You can then email your comments to 32878 AT debbugs.gnu.org in the normal way.
Toggle the display of automated, internal messages from the tracker.
Report forwarded
to
bug-guix <at> gnu.org:
bug#32878; Package
guix.
(Sat, 29 Sep 2018 19:24:02 GMT)
Full text and
rfc822 format available.
Acknowledgement sent
to
Leo Famulari <leo <at> famulari.name>:
New bug report received and forwarded. Copy sent to
bug-guix <at> gnu.org.
(Sat, 29 Sep 2018 19:24:02 GMT)
Full text and
rfc822 format available.
Message #5 received at submit <at> debbugs.gnu.org (full text, mbox):
[Message part 1 (text/plain, inline)]
Our Python 3.6.5 package is vulnerable to CVE-2018-14647, fixed in
CPython commit f7666e828cc3d5873136473ea36ba2013d624fa1, released in
v3.6.7rc1:
https://cve.mitre.org/cgi-bin/cvename.cgi?name=CVE-2018-14647
[signature.asc (application/pgp-signature, inline)]
Added tag(s) security.
Request was from
ludo <at> gnu.org (Ludovic Courtès)
to
control <at> debbugs.gnu.org.
(Wed, 03 Oct 2018 20:57:03 GMT)
Full text and
rfc822 format available.
Information forwarded
to
bug-guix <at> gnu.org:
bug#32878; Package
guix.
(Sat, 06 Oct 2018 14:52:01 GMT)
Full text and
rfc822 format available.
Message #10 received at 32878 <at> debbugs.gnu.org (full text, mbox):
[Message part 1 (text/plain, inline)]
Leo Famulari <leo <at> famulari.name> writes:
> Our Python 3.6.5 package is vulnerable to CVE-2018-14647, fixed in
> CPython commit f7666e828cc3d5873136473ea36ba2013d624fa1, released in
> v3.6.7rc1:
>
> https://cve.mitre.org/cgi-bin/cvename.cgi?name=CVE-2018-14647
Reading <https://bugs.python.org/issue34623>, this issue seems to only
affect older versions of Expat, or when using Pythons bundled one which
is compiled with -DXML_POOR_ENTROPY.
...unfortunately we seem to be using the bundled version :-(
This patch adds a graft for Python:
[0001-gnu-python-Fix-CVE-2018-14647.patch (text/x-patch, inline)]

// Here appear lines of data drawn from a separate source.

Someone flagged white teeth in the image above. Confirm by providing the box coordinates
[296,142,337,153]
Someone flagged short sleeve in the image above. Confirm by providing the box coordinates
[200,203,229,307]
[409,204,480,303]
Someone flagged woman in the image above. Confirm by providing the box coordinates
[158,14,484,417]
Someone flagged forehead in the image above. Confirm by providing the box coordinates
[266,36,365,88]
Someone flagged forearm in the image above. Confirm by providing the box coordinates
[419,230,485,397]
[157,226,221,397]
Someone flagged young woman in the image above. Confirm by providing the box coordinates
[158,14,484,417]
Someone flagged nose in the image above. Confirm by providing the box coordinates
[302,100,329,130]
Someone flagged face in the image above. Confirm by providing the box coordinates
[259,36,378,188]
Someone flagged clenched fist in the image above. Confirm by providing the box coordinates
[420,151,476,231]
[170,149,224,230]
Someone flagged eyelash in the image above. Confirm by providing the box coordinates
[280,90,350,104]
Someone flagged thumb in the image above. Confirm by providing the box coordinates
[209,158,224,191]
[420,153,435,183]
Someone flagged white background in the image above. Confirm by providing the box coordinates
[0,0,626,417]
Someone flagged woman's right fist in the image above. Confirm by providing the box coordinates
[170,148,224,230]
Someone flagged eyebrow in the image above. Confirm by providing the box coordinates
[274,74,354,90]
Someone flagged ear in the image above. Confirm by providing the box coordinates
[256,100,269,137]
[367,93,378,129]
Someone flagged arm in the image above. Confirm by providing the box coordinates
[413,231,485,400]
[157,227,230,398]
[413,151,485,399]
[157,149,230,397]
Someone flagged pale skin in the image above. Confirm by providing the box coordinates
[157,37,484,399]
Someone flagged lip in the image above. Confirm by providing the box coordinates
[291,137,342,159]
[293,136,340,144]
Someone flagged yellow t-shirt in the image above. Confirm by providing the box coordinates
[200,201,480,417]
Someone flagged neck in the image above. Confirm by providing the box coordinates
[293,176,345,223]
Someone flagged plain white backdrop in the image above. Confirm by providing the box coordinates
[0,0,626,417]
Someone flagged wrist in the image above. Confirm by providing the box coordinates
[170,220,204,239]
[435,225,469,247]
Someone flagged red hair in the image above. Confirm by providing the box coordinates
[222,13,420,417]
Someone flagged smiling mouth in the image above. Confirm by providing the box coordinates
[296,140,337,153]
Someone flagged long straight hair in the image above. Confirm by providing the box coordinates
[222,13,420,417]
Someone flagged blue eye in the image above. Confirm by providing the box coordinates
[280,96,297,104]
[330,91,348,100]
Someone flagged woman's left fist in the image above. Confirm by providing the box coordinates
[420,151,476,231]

From a60d655fd4dddb86e1c8134c675fb61af52b32af Mon Sep 17 00:00:00 2001
From: Marius Bakke <mbakke <at> fastmail.com>
Date: Sat, 6 Oct 2018 16:47:05 +0200
Subject: [PATCH] gnu: python: Fix CVE-2018-14647.
* gnu/packages/patches/python-CVE-2018-14647.patch: New file.

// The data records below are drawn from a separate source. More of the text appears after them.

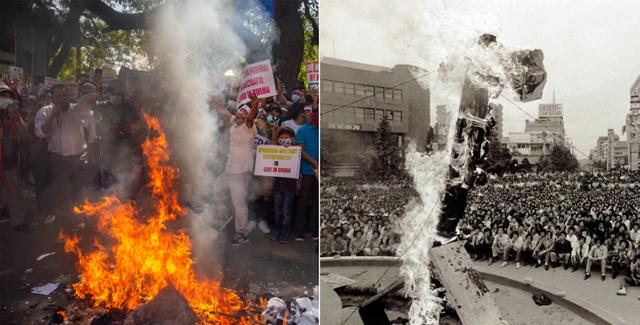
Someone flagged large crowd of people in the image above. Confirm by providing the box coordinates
[459,171,640,295]
[320,177,410,256]
[321,171,640,295]
[0,67,320,245]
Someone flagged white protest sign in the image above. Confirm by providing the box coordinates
[254,145,302,179]
[236,60,278,107]
[305,61,320,90]
[44,77,62,89]
[9,66,23,81]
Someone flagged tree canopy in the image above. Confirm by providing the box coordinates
[6,0,319,89]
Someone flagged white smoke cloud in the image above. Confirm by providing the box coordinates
[320,0,528,325]
[152,0,275,257]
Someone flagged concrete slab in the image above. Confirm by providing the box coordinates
[429,242,506,325]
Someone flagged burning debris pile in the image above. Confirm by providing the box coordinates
[60,114,263,324]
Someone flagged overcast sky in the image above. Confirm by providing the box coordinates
[320,0,640,159]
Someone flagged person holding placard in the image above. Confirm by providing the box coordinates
[271,123,298,244]
[211,95,260,246]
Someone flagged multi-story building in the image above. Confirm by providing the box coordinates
[433,105,451,150]
[505,99,565,164]
[625,75,640,170]
[320,57,429,176]
[590,129,629,169]
[491,104,503,141]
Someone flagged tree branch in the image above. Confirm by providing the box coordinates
[86,1,156,32]
[302,0,320,45]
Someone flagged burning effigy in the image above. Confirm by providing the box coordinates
[60,114,264,324]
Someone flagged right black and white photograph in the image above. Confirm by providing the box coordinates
[319,0,640,325]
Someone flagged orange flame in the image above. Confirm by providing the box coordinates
[60,114,262,324]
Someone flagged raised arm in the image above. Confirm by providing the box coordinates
[209,96,233,126]
[245,94,264,128]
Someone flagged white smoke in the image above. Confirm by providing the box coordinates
[152,0,273,257]
[321,0,524,325]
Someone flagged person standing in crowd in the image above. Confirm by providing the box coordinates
[0,83,29,231]
[211,95,260,246]
[295,90,320,241]
[271,123,298,244]
[489,227,509,265]
[616,254,640,300]
[34,82,97,214]
[282,103,312,133]
[551,231,572,270]
[584,237,608,281]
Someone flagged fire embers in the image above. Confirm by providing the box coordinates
[61,114,260,324]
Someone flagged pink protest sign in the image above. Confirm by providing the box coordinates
[237,60,277,107]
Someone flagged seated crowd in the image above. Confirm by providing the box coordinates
[320,171,640,295]
[320,177,417,256]
[459,172,640,294]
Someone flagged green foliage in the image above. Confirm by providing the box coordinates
[486,139,512,174]
[538,144,580,172]
[298,0,319,89]
[80,18,149,71]
[372,118,402,176]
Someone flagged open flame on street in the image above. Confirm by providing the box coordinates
[60,113,259,324]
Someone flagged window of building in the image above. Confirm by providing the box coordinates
[364,108,376,121]
[393,89,402,101]
[393,111,402,123]
[344,107,354,121]
[376,109,384,122]
[364,85,375,96]
[344,82,355,95]
[384,88,393,101]
[384,110,394,121]
[376,87,384,99]
[322,80,333,92]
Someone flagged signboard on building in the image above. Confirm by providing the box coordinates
[9,66,23,82]
[253,145,302,179]
[236,60,277,107]
[329,123,360,131]
[306,61,320,90]
[538,104,562,117]
[44,77,62,90]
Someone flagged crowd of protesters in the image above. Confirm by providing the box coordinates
[0,67,320,245]
[321,171,640,298]
[459,171,640,295]
[210,81,320,245]
[320,177,417,256]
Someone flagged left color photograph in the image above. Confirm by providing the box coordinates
[0,0,320,325]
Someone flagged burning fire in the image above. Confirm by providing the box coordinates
[60,114,259,324]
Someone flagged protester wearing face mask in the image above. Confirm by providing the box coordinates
[210,95,260,246]
[0,82,29,231]
[34,83,98,214]
[295,91,320,241]
[271,124,298,244]
[291,89,304,104]
[282,104,306,133]
[247,101,273,234]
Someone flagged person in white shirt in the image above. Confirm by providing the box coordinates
[210,95,260,246]
[584,237,609,281]
[34,83,98,213]
[282,104,311,133]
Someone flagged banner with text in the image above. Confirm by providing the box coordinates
[305,61,320,90]
[254,145,302,179]
[236,60,278,107]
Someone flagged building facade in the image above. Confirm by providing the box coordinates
[433,105,451,150]
[625,75,640,170]
[505,99,566,164]
[320,57,429,176]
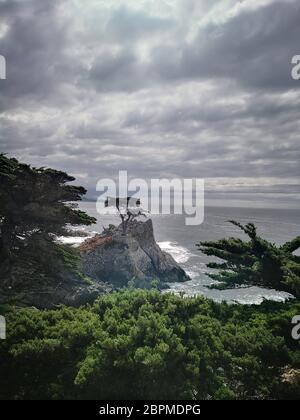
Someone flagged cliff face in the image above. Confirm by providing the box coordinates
[0,272,112,309]
[80,220,189,288]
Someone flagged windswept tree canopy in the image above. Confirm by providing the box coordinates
[198,221,300,297]
[0,154,96,284]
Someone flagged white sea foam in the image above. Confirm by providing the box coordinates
[57,234,94,246]
[158,242,193,264]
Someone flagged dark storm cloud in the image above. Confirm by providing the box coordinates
[152,1,300,90]
[0,0,72,111]
[0,0,300,206]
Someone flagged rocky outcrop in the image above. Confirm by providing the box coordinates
[80,219,189,288]
[0,274,112,309]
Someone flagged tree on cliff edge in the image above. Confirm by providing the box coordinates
[198,221,300,298]
[0,154,96,282]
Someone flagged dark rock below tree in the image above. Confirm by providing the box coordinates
[80,219,190,288]
[0,273,112,309]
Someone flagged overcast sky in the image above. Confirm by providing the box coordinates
[0,0,300,207]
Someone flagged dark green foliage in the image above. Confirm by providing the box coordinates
[0,154,96,285]
[198,221,300,297]
[0,291,300,400]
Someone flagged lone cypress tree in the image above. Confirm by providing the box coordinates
[0,154,96,281]
[197,221,300,298]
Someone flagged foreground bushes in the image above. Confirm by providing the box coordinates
[0,291,300,399]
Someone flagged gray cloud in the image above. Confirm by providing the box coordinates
[0,0,300,208]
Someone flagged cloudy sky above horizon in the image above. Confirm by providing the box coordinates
[0,0,300,208]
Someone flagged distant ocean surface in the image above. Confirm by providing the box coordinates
[74,202,300,304]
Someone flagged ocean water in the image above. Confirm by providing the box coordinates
[71,202,300,304]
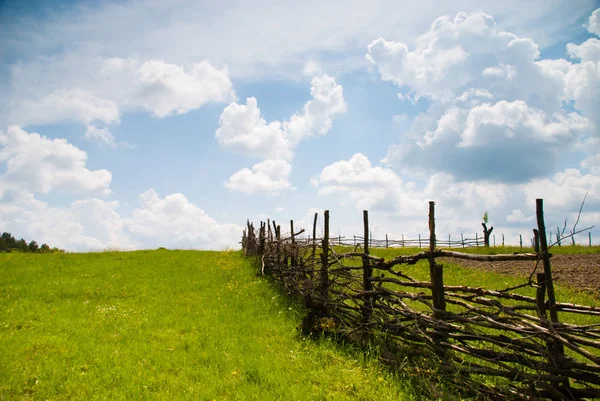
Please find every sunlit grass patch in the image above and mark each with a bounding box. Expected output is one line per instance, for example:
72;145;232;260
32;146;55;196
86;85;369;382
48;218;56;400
0;250;416;400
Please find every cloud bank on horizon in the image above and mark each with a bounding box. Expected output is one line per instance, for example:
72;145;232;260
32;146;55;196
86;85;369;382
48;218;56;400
0;1;600;251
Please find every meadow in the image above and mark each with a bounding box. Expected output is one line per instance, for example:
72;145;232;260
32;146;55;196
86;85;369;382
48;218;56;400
0;250;410;400
0;247;599;400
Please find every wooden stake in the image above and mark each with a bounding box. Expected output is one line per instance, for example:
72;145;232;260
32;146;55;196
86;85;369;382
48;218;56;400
321;210;329;306
362;210;372;322
428;201;446;319
535;199;558;322
290;220;298;267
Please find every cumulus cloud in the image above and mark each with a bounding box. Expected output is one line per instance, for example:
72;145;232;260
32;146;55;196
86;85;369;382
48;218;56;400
366;13;563;111
567;38;600;62
10;88;120;125
366;9;600;182
215;72;346;194
125;189;242;249
127;60;235;118
215;70;346;160
385;98;592;182
0;193;132;251
586;8;600;36
506;209;533;223
216;97;292;160
311;153;402;209
521;168;600;209
6;57;235;125
85;125;117;148
224;159;292;194
0;126;112;195
0;190;242;251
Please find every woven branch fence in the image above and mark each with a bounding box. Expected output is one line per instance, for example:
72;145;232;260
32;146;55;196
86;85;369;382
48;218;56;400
242;199;600;400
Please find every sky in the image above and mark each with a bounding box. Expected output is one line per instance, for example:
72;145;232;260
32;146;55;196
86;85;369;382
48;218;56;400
0;0;600;252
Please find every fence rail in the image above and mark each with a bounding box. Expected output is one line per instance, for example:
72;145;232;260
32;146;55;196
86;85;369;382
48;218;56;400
242;199;600;400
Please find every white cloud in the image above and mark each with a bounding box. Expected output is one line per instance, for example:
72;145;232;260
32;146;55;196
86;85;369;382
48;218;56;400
0;190;242;251
224;160;292;195
10;88;119;125
0;0;594;83
521;169;600;209
0;126;112;194
366;13;600;182
565;61;600;128
311;153;402;209
385;99;592;182
0;193;132;251
216;97;292;160
125;189;242;249
215;74;346;160
134;60;235;118
580;153;600;175
5;57;235;125
506;209;533;223
586;8;600;36
85;125;117;148
283;74;346;147
567;38;600;62
366;13;564;111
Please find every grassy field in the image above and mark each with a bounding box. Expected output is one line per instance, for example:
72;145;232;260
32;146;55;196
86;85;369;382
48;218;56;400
0;250;410;400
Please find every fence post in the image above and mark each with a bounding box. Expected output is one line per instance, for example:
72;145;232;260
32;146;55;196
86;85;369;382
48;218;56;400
321;210;329;314
428;201;446;319
362;210;373;323
535;199;570;390
290;220;298;267
533;228;540;253
535;273;547;321
311;213;319;262
267;219;273;242
258;221;265;256
273;222;281;268
535;199;558;322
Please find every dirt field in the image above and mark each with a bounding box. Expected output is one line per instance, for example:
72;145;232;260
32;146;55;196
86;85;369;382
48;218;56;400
439;254;600;299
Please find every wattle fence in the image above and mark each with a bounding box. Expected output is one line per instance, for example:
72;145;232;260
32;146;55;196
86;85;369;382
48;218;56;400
242;199;600;400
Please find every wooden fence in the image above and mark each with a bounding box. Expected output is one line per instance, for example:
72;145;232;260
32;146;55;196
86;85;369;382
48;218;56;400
242;199;600;400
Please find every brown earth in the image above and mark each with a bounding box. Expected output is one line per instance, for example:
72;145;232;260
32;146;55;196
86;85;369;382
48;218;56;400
439;254;600;298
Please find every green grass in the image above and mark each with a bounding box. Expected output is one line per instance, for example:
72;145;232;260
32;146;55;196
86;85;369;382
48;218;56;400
0;251;410;400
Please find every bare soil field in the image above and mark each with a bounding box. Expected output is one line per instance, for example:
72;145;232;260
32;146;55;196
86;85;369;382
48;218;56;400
438;254;600;299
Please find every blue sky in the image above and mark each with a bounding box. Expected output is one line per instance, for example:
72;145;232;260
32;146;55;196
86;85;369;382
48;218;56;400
0;0;600;251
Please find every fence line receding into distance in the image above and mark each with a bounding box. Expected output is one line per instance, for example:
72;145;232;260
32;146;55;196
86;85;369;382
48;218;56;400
242;199;600;400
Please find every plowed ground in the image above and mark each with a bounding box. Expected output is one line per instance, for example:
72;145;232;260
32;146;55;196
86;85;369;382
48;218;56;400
439;254;600;299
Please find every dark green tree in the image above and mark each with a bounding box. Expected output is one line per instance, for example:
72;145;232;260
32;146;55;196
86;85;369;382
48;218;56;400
481;212;494;248
15;238;29;252
2;232;17;249
28;241;40;252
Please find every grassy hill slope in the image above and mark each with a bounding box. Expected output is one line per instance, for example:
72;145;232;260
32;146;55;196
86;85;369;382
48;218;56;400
0;250;414;400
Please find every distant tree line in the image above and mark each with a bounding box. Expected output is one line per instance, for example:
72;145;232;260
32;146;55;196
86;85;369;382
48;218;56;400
0;232;64;253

* gnu/local.mk (dist_patch_DATA): Register it.
* gnu/packages/python.scm (python-3/fixed): New variable.
(python-3.6)[replacement]: New field.
(python-minimal, python-debug, wrap-python3): Use PACKAGE/INHERIT instead of
standard inheritance.
---
gnu/local.mk | 1 +
.../patches/python-CVE-2018-14647.patch | 61 +++++++++++++++++++
gnu/packages/python.scm | 16 +++--
3 files changed, 74 insertions(+), 4 deletions(-)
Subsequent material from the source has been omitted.